This notebook performs more calculations for the macrophage, including a column that includes the proportion of English words in the sentence (English words == words included in a separate pre-determined dictionary). Also includes a column with the number of English words in the sentence (and total number of words in the sentence). Finally, includes four columns for fraction of characters in the sentence that are alphabetic, numeric, punctuation, or other.

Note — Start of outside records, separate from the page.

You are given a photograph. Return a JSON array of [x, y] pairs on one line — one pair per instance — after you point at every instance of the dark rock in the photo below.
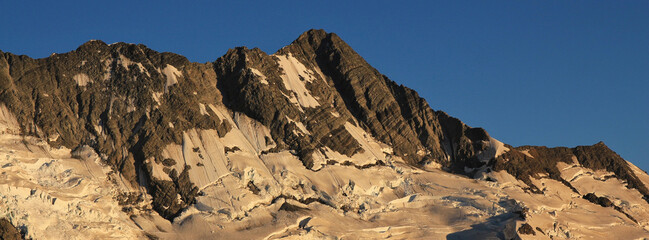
[[526, 229]]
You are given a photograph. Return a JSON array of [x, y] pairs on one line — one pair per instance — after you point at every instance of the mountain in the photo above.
[[122, 141]]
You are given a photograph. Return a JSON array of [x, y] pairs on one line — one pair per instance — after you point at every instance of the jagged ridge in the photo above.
[[128, 102]]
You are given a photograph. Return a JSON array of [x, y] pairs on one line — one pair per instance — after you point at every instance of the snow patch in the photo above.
[[82, 79], [172, 76]]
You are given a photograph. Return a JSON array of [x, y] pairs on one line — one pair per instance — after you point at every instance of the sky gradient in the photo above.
[[553, 73]]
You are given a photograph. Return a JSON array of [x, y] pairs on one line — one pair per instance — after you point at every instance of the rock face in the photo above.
[[310, 129], [8, 231]]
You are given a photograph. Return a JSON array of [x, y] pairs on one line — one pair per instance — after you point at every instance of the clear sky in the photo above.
[[555, 73]]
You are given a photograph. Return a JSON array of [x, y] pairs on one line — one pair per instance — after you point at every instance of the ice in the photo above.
[[294, 78], [82, 79]]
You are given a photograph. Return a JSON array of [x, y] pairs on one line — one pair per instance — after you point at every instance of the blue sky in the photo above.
[[555, 73]]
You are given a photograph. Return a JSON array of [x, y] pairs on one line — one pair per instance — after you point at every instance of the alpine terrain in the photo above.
[[118, 141]]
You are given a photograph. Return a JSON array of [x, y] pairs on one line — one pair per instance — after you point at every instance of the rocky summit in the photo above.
[[311, 142]]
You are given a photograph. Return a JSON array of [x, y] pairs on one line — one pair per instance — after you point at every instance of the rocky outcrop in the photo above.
[[8, 231], [317, 97]]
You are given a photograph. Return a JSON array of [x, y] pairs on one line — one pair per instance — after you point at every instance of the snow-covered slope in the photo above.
[[311, 142]]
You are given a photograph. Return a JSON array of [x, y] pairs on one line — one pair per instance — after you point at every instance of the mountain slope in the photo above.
[[311, 138]]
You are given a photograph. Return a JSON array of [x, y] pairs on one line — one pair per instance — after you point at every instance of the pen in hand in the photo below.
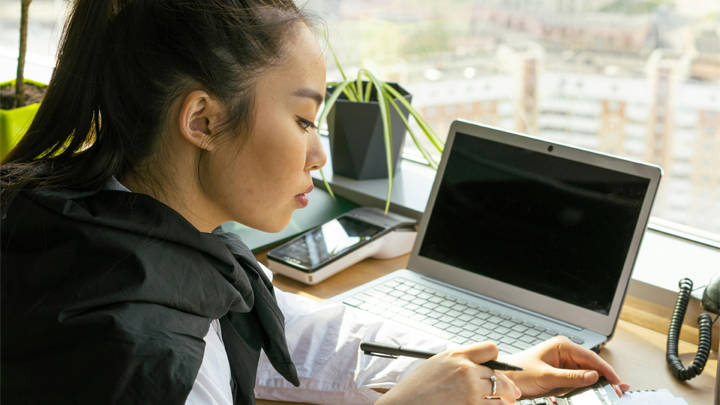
[[384, 350]]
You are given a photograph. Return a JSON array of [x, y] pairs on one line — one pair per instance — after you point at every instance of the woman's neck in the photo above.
[[184, 197]]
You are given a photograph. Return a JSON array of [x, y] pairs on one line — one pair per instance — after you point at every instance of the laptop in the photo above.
[[522, 239]]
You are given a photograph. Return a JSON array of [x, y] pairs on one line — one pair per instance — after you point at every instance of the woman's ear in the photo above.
[[199, 115]]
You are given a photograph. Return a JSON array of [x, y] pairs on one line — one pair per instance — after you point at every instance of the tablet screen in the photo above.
[[324, 243]]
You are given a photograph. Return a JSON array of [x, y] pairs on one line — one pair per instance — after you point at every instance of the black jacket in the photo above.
[[107, 295]]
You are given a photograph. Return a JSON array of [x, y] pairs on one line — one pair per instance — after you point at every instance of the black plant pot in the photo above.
[[356, 136]]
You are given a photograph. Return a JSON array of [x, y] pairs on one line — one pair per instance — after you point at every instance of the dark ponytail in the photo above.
[[122, 63]]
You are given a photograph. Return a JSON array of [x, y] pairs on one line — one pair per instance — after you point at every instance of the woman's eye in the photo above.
[[305, 124]]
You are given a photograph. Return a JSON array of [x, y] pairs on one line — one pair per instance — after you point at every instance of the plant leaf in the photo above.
[[359, 88], [420, 147], [439, 144]]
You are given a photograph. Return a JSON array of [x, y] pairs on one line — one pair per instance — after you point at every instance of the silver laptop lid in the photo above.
[[541, 225]]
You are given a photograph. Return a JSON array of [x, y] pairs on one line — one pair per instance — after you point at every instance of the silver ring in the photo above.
[[493, 380]]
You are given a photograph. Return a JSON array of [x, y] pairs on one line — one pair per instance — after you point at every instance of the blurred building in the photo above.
[[664, 117]]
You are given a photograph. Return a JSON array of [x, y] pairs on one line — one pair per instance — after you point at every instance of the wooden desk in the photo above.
[[636, 353]]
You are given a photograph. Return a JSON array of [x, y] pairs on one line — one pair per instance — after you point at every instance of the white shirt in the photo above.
[[324, 343]]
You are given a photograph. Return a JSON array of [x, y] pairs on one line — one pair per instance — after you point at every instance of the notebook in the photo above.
[[522, 239]]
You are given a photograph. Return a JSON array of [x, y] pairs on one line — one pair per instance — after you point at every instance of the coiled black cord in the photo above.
[[705, 331]]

For this notebook, you will need:
*   CombinedDictionary.txt (combination of 75k MainDictionary.txt words, 50k last names, all girl names, all boy names)
*   The tsv file from Macrophage Stage 1
*   Top500words.txt (first 500 words of the MainDictionary.txt)

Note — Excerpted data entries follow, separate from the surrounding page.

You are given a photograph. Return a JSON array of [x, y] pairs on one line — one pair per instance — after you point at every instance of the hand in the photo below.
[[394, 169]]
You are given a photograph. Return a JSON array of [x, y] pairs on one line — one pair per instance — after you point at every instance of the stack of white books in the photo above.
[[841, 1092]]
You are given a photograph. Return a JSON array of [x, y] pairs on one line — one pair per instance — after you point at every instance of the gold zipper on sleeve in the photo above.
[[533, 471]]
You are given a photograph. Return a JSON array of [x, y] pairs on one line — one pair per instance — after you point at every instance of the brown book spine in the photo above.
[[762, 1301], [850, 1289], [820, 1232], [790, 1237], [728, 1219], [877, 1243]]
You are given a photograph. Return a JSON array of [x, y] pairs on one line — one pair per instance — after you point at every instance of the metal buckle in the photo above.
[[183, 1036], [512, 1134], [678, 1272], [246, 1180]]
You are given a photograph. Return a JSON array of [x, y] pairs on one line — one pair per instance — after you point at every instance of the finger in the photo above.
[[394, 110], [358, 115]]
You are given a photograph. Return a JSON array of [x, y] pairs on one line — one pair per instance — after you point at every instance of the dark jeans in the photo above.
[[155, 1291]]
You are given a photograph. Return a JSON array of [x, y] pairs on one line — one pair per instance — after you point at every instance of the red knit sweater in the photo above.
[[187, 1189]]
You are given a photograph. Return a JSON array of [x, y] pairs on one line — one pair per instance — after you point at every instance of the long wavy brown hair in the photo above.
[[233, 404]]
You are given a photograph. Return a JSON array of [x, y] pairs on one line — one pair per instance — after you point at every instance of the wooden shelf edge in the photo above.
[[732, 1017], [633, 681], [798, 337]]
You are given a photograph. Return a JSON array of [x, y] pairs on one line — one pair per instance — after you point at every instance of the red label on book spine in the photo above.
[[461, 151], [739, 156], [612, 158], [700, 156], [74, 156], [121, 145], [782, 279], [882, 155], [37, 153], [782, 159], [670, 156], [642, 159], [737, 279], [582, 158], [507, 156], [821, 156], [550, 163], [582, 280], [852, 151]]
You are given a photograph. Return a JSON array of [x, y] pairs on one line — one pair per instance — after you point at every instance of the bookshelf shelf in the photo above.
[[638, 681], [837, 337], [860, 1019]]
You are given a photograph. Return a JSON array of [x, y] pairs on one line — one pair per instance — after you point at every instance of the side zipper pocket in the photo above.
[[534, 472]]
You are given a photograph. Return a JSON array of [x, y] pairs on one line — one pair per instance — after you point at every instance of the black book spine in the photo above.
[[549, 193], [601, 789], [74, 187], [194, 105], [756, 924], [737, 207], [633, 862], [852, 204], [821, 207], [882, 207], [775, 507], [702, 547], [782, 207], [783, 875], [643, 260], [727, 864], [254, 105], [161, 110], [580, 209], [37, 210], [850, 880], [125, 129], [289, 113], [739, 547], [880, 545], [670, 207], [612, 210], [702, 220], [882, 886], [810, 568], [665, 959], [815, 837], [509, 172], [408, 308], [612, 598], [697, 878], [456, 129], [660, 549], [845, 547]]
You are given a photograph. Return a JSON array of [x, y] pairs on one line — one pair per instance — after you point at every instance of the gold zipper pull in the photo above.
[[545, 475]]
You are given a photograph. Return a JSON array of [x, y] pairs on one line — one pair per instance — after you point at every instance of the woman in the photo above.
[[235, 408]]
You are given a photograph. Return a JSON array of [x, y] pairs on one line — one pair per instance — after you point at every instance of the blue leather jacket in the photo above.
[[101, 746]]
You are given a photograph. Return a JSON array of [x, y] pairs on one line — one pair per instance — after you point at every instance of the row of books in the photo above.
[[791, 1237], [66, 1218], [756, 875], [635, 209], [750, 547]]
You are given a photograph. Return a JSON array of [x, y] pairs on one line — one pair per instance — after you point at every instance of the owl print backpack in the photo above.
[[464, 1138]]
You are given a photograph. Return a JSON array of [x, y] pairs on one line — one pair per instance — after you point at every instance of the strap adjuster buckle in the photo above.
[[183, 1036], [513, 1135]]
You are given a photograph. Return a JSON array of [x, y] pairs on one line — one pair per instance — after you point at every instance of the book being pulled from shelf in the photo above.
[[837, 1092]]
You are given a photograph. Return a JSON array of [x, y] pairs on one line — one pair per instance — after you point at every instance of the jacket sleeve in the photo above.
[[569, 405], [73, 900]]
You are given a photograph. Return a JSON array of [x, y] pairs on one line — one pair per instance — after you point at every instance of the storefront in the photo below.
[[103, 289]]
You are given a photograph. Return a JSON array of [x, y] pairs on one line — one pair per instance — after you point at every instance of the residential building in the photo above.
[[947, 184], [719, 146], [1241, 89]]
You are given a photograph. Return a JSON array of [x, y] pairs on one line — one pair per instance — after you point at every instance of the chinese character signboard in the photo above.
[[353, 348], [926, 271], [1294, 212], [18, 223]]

The output of this notebook will be a tsv file with the following headers:


*   Filename
*   previous two sentences
*   sentence (the sentence we are interested in)
*   next two sentences
*   whether or not fasttext determined the sentence was English (T/F)
*   the English probability for the sentence
*   The non-English language with the highest fasttext probability
*   The probability for that non-English language (will outperform English if the sentence is False for English)
*   Center-distance
*   dict_words
*   all_words
*   dict_proportion
*   frac_alphabetic
*   frac_numeric
*   frac_punctuation
*   frac_other
*   T500_proportion



In [1]:
from google.colab import drive
drive.mount('/content/drive')

Mounted at /content/drive


In [2]:
import pandas as pd
import re
import string

In [3]:
# This function uses built-in python functions to count the number of alphabetic characters,
# numeric characters, punctuation characters, and anything that doesn't fit into those three categories.
# Then it returns the fraction of each sentence that falls into those categories.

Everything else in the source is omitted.